The most common routes for exit are through IPO or mergers and acquisitions (M&A). Somewhat contrary to popular belief, IPOs represent a significant minority of liquidity events. IPOs depend on a number of factors, including the stock market's appetite for new issues. Even in 1999, at the height of the dotcom bubble, IPOs accounted for only $17.8 billion of VC exits as compared to $36.5 billion through M&A. In 2006, IPOs represented $5.1 billion of exits and M&A accounted for $16.7 billion. Predictably, the volume of exit activity has a close correlation to the amount of new VC investment. In 2000, U.S. venture investment reached an all-time high of $106.8 billion. That had fallen to $19.9 billion by 2003 amid the wreckage caused by the tech bubble's bursting. However, nearly a decade after in 2011, combined exit activity rose to $53.2 billion with the rise if new startups.
VC Goes Global
Venture capital has traditionally been a highly-localized business. For a time, it was common for VCs (in the mega centers of San Jose, Austin or Boston) to travel no more than 30 miles to visit a prospective investee company. This has begun to change with the increasingly global nature of the business. Although the U.S. still leads world volume by a considerable margin, there is a pace of robust activity in global VC hotspots such as Munich, Tel Aviv, Bangalore and Kuala Lumpur. The development of an active market and investment process for early stage companies in other countries has started to put pressure on U.S. VCs to look beyond than their own back yards, not only for prospective investments but for cost-effective partners, suppliers and buyers for their existing portfolios.

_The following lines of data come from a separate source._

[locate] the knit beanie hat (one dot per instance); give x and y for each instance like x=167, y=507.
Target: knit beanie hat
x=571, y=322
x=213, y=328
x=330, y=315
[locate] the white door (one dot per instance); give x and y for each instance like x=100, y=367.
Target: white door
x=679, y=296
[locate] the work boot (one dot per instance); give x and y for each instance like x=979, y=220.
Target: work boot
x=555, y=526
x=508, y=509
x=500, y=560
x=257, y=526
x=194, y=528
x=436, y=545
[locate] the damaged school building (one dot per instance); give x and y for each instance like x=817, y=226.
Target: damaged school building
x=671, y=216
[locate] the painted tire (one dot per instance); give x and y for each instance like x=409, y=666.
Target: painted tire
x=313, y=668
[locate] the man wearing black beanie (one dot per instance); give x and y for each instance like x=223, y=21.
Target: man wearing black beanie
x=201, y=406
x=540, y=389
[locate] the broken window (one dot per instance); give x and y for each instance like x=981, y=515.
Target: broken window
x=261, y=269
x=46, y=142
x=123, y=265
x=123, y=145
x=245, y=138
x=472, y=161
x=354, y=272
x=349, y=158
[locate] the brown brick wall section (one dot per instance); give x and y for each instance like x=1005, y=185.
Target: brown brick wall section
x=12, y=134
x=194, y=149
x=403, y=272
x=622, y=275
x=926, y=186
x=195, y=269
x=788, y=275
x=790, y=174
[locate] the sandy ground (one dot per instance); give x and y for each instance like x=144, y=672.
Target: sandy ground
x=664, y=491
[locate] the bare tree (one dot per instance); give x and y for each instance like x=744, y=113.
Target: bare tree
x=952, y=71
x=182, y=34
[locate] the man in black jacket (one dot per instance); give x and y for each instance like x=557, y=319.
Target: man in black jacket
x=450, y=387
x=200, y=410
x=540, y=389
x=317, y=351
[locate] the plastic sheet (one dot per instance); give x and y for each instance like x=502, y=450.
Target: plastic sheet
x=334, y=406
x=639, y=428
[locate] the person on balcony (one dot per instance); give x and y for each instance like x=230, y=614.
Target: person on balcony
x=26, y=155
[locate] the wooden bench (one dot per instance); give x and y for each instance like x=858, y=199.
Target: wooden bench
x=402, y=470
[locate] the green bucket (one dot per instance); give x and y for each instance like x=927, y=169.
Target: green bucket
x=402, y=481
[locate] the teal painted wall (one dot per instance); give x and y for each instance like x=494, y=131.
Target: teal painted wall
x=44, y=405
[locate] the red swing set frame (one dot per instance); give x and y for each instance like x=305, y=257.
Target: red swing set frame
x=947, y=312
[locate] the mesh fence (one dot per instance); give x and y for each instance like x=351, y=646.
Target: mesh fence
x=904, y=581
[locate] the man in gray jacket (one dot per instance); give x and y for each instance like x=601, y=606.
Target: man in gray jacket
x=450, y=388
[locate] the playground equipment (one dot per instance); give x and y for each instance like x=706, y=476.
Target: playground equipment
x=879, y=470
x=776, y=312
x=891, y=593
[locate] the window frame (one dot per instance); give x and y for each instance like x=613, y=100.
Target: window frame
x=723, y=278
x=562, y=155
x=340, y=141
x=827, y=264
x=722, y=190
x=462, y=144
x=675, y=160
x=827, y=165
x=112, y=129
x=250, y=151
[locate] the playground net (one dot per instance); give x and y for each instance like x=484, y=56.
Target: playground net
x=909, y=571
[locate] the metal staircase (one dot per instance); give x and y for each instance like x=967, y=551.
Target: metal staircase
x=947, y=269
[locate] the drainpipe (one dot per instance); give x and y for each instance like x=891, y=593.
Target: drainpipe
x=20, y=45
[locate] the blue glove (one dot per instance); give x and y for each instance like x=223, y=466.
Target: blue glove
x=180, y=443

Investing in VC - Risks and Considerations
The risk factors associated with a VC investment are considerably higher than those for more established companies trading on public securities exchanges. In addition to the fundamental requirement of being a very high net worth investor with the capacity (and the propensity) to take on the liquidity and other risks of private investments, you need to have access to a VC fund to participate in the institutional financing rounds. VCs typically raise funds for their deals through private placement offerings and furnish potential investors with a memorandum outlining, among other things, the firm's strategy, target market, risk factors, deal team members and pipeline of potential deals. The most common structure is a limited partnership where the VC firm acts as the general partner and private investors are the limited partners. The traditional cost structure for a venture capital partnership is a 2% management fee and 20% performance fee or "cost of carry" - the percentage of profits earned by the general partner with the remainder distributed to the limited partners.
The Bottom Line
Regardless of how well the market for technology stocks is doing at any point, venture capital is a very important piece of our financial system. Models that have worked for many years in the U.S. are now being replicated in global markets and changing the shape of the industry. VC investing is different from investing in liquid, publicly traded securities. However, many public companies once existed as VC investments, so knowing how this market works is a useful piece of knowledge about many companies.